The sophistication of these attacks and others have led experts to suggest that the attacks have been coordinated or at least approved by the Chinese government. Some senior US officials have been particularly blunt.
"Some [attacks], we have high confidence, are coming from [Chinese] government-sponsored sites," Joel Brenner, former office of National Counter-intelligence executive told the National Journal in an interview last year.
Not the work of amateurs
The evidence is circumstantial and comes from several cases where US corporate networks have been infiltrated by hackers from China and data removed.
What the cases reveal is meticulous organization with the highest levels of technical sophistication – sophistication beyond the abilities of amateur hackers, experts say.

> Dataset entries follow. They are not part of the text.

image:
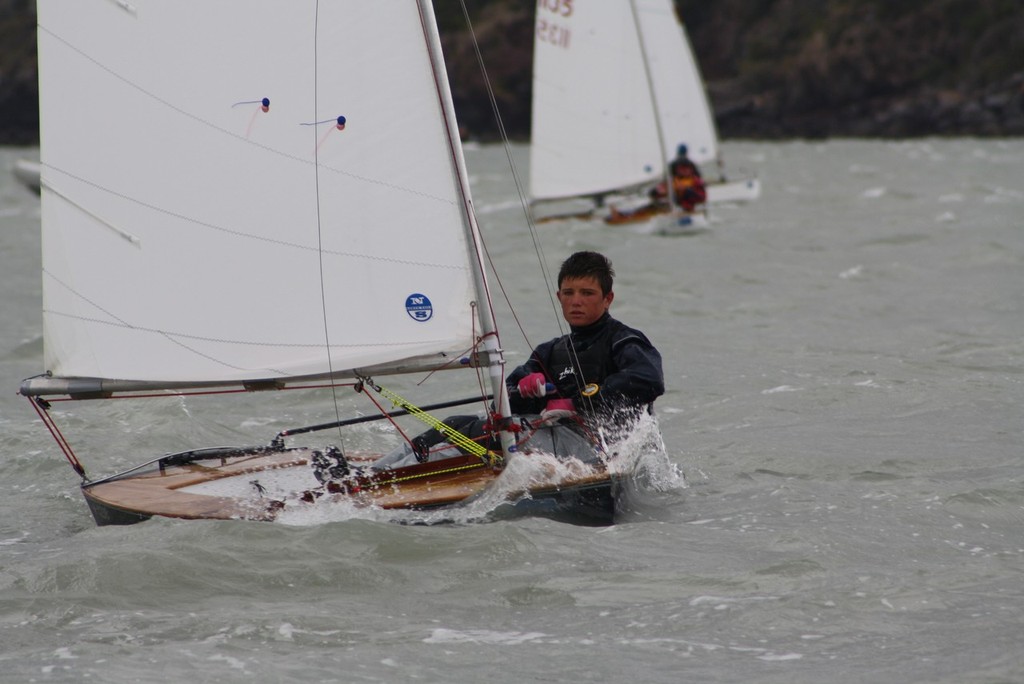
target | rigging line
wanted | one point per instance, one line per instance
(529, 220)
(517, 178)
(320, 226)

“These types of operational techniques are not characteristic of amateur hackers operating in widely dispersed geographic areas,” according to a recent study conducted for the US-China Economic and Security Review Commission.
In an analysis of one particular attack on a US company, the review commission stated: “Even if these were freelance operators not directly affiliated with a state or military organization, they had a professional quality, organization, and discipline."
Among the best documented accounts of a highly orchestrated and systematic cyberespionage attack came in March when Canadian researchers identified 1,295 computers in 103 countries infected by spyware and operated by a "GhostNet" or network of computers.
The Tibet connection
Unlike many viruses that infect randomly, the compromised computers of GhostNet belonged to high-value targets like embassies and nongovernmental organizations. Their common thread was the foreign policy concerns of China, the report found.
Many had a Tibet connection – including computer systems at the offices of the Dalai Lama and other Tibetan targets.